The Endowment Tax: Thoughts and Considerations for Investors

The Endowment Tax was introduced during the first Trump administration as part of the 2017 Tax Cuts and Jobs Act (TCJA). It was set at an initial tax rate of 1.4% levied on the Net Investment Income (NII) of private colleges and universities with enrollments of at least 500 students and endowed assets of $500,000 per student or more. The House Budget Committee recently voted to advance a bill which proposes a tiered tax scheme based on the level of endowed assets. While the endowed assets-per-student threshold of $500,000 has not been changed, the bill seeks to increase meaningfully the tax rate on institutions with more than $750,000 per student to as high as 21%.

In this brief, we examine some potential solutions available to institutions seeking to minimize the potential impact of the tax. First, we think it’s beneficial to review the definition of Net Investment Income, the amount on which the tax is applied. Second, we’ll discuss strategies and considerations for endowment managers that focus on the two components that add to NII; we’ll not touch on allowable deductions, an area better left for endowment staff, administrators, and advisors. Finally, it must be stated that we’re not tax advisors. Our intent is to highlight various strategies and approaches that endowments may consider in seeking to better prepare themselves should a probable change to the tax code be enacted.
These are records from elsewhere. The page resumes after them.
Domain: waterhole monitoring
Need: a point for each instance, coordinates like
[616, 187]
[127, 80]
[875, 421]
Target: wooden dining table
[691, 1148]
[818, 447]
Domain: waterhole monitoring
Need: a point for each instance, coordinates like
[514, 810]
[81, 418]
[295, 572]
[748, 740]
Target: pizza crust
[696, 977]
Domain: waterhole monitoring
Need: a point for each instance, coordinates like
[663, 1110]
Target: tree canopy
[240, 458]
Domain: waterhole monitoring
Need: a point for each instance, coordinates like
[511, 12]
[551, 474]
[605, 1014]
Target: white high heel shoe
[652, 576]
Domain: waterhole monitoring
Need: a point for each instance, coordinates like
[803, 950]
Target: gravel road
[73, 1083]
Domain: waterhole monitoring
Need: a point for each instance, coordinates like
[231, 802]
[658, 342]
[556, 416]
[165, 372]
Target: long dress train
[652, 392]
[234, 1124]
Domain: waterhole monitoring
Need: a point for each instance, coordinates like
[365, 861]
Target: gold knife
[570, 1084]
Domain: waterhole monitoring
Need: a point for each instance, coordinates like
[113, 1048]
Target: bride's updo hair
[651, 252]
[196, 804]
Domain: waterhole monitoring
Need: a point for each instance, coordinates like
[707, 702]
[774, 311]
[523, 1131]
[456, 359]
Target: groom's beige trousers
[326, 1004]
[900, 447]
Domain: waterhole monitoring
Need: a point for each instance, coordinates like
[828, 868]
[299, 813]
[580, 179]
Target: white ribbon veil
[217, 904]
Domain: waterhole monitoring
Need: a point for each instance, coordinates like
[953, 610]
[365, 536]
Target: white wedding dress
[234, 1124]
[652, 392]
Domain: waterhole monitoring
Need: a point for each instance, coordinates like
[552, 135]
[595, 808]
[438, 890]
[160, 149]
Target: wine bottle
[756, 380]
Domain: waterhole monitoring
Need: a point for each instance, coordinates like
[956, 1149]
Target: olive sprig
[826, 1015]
Defining Net investment income

Internal Revenue Service guidance

Upon passage of the Tax Cuts and Jobs Act in 2017, clarity was requested from the Internal Revenue Service (IRS) related to several provisions of the Endowment Tax, to which their official guidance was issued with the final regulations on October 14, 2020. While there are too many regulations to summarize in this brief, here are a few key takeaways as it relates to our endowment tax discussion:

1. EXCLUSIONS TO GROSS INVESTMENT INCOME

  • Interest income from state and local bonds.
  • Interest income from student loans made by the institution or a related organization to a student enrolled and attending that institution.
  • Rental income from the provision of housing to students attending that institution and from housing for faculty and staff if that housing is provided contingent on their roles at the institution.
  • Royalty income from patents, copyrights and other intellectual property to the extent those assets resulted from the work of faculty or students in their capacity as such at the institution.